Alessandro, pour sa part, ne la laissait pas en paix : il exigeait toujours un héritier. Laura, de son côté, faisait tout ce qu’elle pouvait — elle tomba enceinte environ huit fois au cours de sa vie — mais chaque grossesse se soldait soit par une tragédie, soit par la naissance d’une fille.
Finalement, Alessandro abandonna l’idée : il légitima son fils illégitime et perdit tout intérêt pour son épouse malade et épuisée, que ses propres confesseurs continuaient de tourmenter.
Après plusieurs années de cauchemar, Laura parvint à fuir sa captivité et trouva refuge auprès de ses parents à Modène. Éloignée des essaims de médecins et de prêtres tentant de la « guérir », son état s’améliora nettement, et les crises nerveuses cessèrent presque complètement.
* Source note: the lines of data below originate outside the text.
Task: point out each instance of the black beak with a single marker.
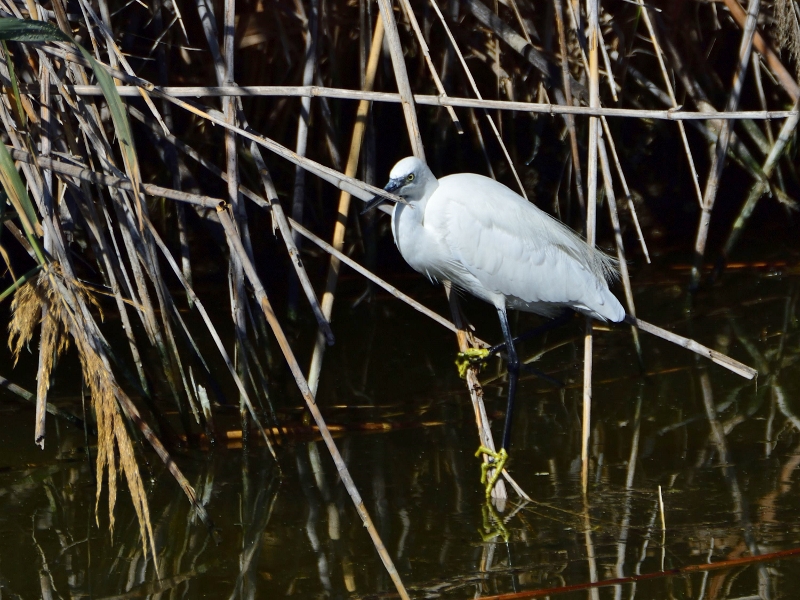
(377, 200)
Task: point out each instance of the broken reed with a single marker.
(81, 183)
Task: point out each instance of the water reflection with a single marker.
(724, 453)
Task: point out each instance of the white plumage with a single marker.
(491, 242)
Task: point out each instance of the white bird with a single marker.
(489, 241)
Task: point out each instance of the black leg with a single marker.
(513, 375)
(564, 317)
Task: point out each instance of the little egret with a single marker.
(489, 241)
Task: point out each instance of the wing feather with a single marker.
(513, 249)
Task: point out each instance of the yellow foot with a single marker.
(497, 462)
(473, 356)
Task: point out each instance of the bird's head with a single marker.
(411, 179)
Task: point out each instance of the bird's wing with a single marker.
(516, 250)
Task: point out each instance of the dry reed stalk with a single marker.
(623, 264)
(627, 190)
(499, 494)
(174, 93)
(401, 78)
(570, 119)
(725, 361)
(785, 78)
(215, 336)
(474, 86)
(645, 11)
(341, 467)
(301, 144)
(343, 209)
(592, 10)
(406, 4)
(721, 150)
(759, 188)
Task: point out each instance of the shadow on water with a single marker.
(724, 454)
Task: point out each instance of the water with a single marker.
(724, 452)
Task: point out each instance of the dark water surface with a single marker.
(724, 452)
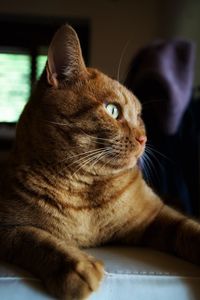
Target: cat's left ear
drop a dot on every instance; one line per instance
(65, 60)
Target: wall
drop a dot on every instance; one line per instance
(113, 23)
(116, 22)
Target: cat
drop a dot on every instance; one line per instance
(73, 180)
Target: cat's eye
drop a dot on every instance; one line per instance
(113, 110)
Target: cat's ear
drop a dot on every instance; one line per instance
(65, 60)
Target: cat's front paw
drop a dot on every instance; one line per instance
(79, 281)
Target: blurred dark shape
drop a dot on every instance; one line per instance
(161, 76)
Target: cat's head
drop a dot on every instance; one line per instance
(79, 117)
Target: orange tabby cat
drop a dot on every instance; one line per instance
(73, 180)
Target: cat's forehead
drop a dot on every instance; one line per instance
(110, 89)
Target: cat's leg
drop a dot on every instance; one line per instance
(67, 272)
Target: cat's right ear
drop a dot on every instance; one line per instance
(65, 60)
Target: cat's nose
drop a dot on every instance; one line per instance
(142, 139)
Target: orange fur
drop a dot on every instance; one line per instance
(61, 192)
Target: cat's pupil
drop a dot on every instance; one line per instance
(112, 110)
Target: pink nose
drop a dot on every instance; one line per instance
(141, 139)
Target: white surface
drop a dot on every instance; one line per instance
(131, 273)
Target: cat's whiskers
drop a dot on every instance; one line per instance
(146, 168)
(83, 157)
(151, 147)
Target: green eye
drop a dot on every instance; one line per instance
(113, 110)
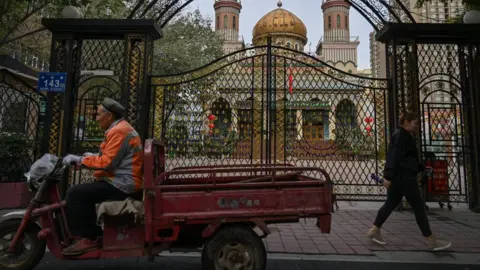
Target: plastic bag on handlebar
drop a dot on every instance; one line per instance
(42, 166)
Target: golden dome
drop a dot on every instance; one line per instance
(280, 22)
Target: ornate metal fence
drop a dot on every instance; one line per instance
(434, 75)
(270, 104)
(22, 116)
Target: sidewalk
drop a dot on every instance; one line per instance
(349, 228)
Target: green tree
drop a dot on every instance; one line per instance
(189, 42)
(469, 5)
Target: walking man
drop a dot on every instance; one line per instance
(400, 178)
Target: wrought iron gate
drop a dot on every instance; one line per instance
(22, 120)
(270, 104)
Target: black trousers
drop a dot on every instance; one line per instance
(405, 185)
(81, 200)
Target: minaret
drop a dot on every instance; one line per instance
(337, 47)
(227, 23)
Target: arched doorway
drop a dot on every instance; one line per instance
(345, 116)
(315, 120)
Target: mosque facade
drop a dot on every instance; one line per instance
(321, 108)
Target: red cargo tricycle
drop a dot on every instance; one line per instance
(216, 208)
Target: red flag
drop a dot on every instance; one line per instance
(290, 80)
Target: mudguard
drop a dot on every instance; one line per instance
(16, 214)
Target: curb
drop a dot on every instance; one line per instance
(399, 257)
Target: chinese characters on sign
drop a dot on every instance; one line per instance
(52, 82)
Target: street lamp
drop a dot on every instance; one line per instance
(71, 12)
(472, 17)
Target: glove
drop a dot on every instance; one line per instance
(71, 159)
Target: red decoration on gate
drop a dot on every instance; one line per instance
(369, 120)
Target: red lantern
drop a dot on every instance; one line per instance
(368, 120)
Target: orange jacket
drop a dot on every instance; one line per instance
(120, 160)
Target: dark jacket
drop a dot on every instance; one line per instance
(402, 155)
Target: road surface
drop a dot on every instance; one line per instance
(193, 263)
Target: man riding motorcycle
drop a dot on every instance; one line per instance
(118, 175)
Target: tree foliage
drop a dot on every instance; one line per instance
(189, 42)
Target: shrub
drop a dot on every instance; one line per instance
(15, 156)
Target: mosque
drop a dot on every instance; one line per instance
(337, 48)
(326, 110)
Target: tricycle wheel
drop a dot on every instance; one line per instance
(29, 251)
(234, 248)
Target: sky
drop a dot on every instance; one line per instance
(310, 12)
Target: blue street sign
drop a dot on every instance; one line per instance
(52, 81)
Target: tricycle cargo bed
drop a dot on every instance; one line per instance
(256, 194)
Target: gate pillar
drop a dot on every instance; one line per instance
(93, 53)
(424, 59)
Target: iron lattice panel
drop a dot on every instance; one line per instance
(22, 115)
(443, 111)
(91, 88)
(323, 123)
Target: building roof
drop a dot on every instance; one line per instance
(280, 22)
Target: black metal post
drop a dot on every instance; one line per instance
(269, 103)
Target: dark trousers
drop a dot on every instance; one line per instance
(81, 200)
(405, 185)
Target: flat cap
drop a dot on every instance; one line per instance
(113, 106)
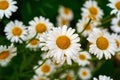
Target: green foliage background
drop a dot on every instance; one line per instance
(19, 67)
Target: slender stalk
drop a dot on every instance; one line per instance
(52, 76)
(107, 19)
(86, 26)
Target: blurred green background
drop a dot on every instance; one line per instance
(26, 59)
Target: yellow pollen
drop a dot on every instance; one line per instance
(17, 31)
(4, 55)
(88, 27)
(102, 43)
(66, 11)
(63, 42)
(93, 10)
(4, 5)
(69, 77)
(34, 42)
(42, 79)
(64, 22)
(82, 57)
(117, 43)
(41, 27)
(119, 23)
(84, 73)
(118, 5)
(45, 68)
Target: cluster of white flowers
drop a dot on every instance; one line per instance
(62, 44)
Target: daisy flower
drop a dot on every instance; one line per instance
(117, 56)
(117, 40)
(92, 10)
(46, 69)
(102, 43)
(7, 7)
(15, 31)
(115, 25)
(70, 75)
(6, 54)
(62, 21)
(43, 38)
(38, 77)
(66, 13)
(39, 25)
(115, 5)
(64, 43)
(84, 73)
(82, 58)
(103, 77)
(82, 24)
(33, 44)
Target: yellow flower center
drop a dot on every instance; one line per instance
(34, 41)
(118, 5)
(93, 10)
(88, 27)
(119, 23)
(4, 4)
(42, 79)
(63, 42)
(69, 77)
(4, 55)
(41, 27)
(66, 11)
(45, 68)
(17, 31)
(64, 22)
(84, 73)
(102, 43)
(117, 43)
(82, 57)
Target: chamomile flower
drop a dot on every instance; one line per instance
(62, 21)
(102, 44)
(39, 77)
(103, 77)
(84, 73)
(92, 10)
(7, 7)
(39, 25)
(116, 37)
(66, 13)
(6, 54)
(82, 58)
(33, 44)
(43, 38)
(117, 56)
(115, 5)
(115, 25)
(64, 43)
(46, 69)
(15, 31)
(82, 24)
(69, 75)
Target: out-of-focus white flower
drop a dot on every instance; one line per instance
(6, 54)
(63, 44)
(16, 31)
(7, 7)
(103, 77)
(102, 44)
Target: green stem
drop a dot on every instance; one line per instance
(107, 19)
(37, 66)
(86, 26)
(52, 76)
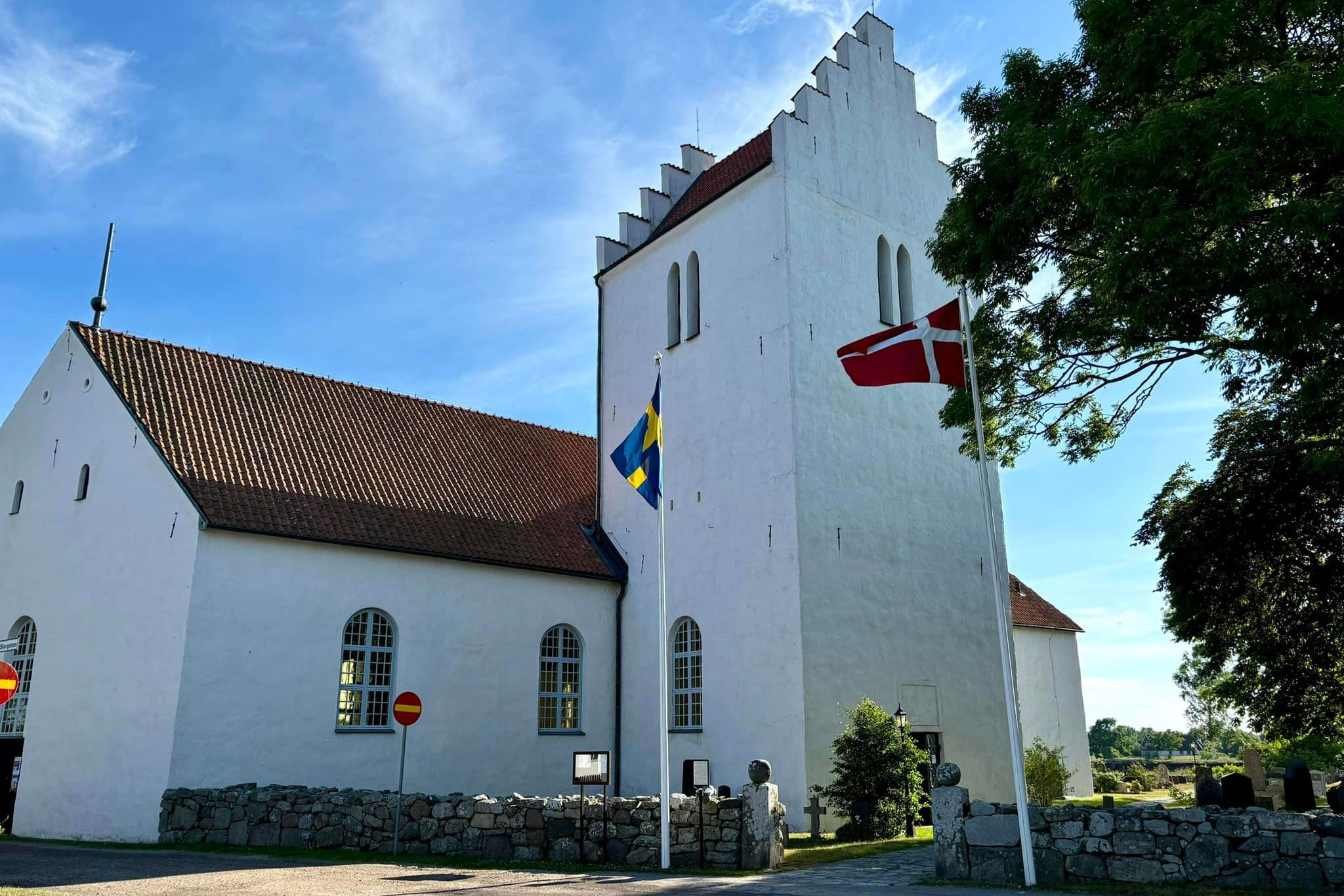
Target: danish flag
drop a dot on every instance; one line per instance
(927, 351)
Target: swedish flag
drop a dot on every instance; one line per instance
(640, 456)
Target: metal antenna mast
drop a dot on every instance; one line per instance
(100, 301)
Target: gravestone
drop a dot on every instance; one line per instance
(1335, 797)
(1297, 788)
(1254, 769)
(1238, 792)
(816, 810)
(1209, 793)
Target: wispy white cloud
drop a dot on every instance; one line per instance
(62, 102)
(423, 58)
(745, 16)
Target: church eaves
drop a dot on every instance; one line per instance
(277, 452)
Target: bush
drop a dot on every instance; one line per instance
(875, 762)
(1047, 775)
(1141, 778)
(1181, 798)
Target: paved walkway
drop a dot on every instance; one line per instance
(150, 872)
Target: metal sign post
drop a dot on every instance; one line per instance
(406, 710)
(9, 683)
(592, 769)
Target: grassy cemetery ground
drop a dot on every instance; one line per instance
(803, 851)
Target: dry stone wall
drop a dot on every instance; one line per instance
(1228, 848)
(480, 826)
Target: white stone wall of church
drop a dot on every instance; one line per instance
(260, 682)
(1050, 695)
(897, 602)
(730, 537)
(106, 582)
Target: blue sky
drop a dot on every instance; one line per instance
(405, 193)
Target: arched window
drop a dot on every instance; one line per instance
(692, 296)
(908, 298)
(368, 661)
(886, 311)
(674, 304)
(15, 712)
(687, 676)
(561, 684)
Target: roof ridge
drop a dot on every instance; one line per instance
(84, 328)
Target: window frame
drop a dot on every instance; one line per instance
(674, 305)
(905, 287)
(692, 295)
(22, 660)
(558, 695)
(365, 688)
(887, 310)
(694, 652)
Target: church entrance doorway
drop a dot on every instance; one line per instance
(11, 748)
(932, 743)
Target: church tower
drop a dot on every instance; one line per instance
(824, 542)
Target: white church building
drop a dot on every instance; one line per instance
(220, 571)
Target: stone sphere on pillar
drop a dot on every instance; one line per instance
(946, 774)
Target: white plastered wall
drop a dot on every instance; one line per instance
(897, 600)
(106, 580)
(1051, 697)
(260, 683)
(730, 488)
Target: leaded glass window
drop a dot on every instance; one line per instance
(561, 683)
(368, 661)
(15, 714)
(687, 676)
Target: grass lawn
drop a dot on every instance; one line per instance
(352, 856)
(1109, 888)
(803, 851)
(1123, 800)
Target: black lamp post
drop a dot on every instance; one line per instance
(904, 723)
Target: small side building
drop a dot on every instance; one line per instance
(1050, 688)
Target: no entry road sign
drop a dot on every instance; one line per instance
(9, 683)
(406, 708)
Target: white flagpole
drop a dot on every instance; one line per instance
(1019, 778)
(664, 774)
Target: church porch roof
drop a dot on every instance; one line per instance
(1030, 610)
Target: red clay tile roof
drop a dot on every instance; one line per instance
(718, 179)
(1030, 610)
(713, 183)
(277, 452)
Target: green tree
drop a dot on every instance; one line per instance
(1206, 704)
(1172, 192)
(877, 762)
(1109, 741)
(1047, 775)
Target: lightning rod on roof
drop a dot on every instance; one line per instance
(100, 301)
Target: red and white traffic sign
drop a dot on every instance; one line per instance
(406, 708)
(10, 683)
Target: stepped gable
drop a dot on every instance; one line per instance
(1030, 610)
(276, 452)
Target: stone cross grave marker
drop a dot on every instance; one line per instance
(816, 810)
(1254, 769)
En 1621, elle fut même capable d’entreprendre un long voyage pour assister au mariage de sa fille.
Mais dès son retour à Mirandole, la maladie revint avec une vigueur renouvelée.
Un nouvel exorciste fut alors appelé à la cour — un ermite camaldule du nom de Paolo, qui parvint, contre toute attente, à établir un lien singulier avec sa patiente. On cessa de harceler Laura avec des traitements incessants, de l’alarmer pour des futilités ou de l’effrayer avec de sombres nouvelles. Peu à peu, la duchesse redevint joyeuse et paisible, partageant ses journées entre ses filles et ses œuvres de charité.
À cette époque, il s’était déjà accumulé à Mirandole un tel nombre de prêtres liés à Laura, qu’ils en vinrent à oublier complètement leur protégée, se consacrant avec passion aux intrigues de cour. Alessandro finit par en avoir assez : il renvoya tous les éléments superflus et fit revenir Laura dans son palais.
Il semble que les relations entre les époux se soient alors apaisées, et ils vécurent ensemble les dernières années de leur vie sans scandales majeurs.
En novembre 1630, Laura contracta la peste et mourut avant même d’avoir atteint l’âge de quarante ans. Alessandro ne lui survécut que de sept années.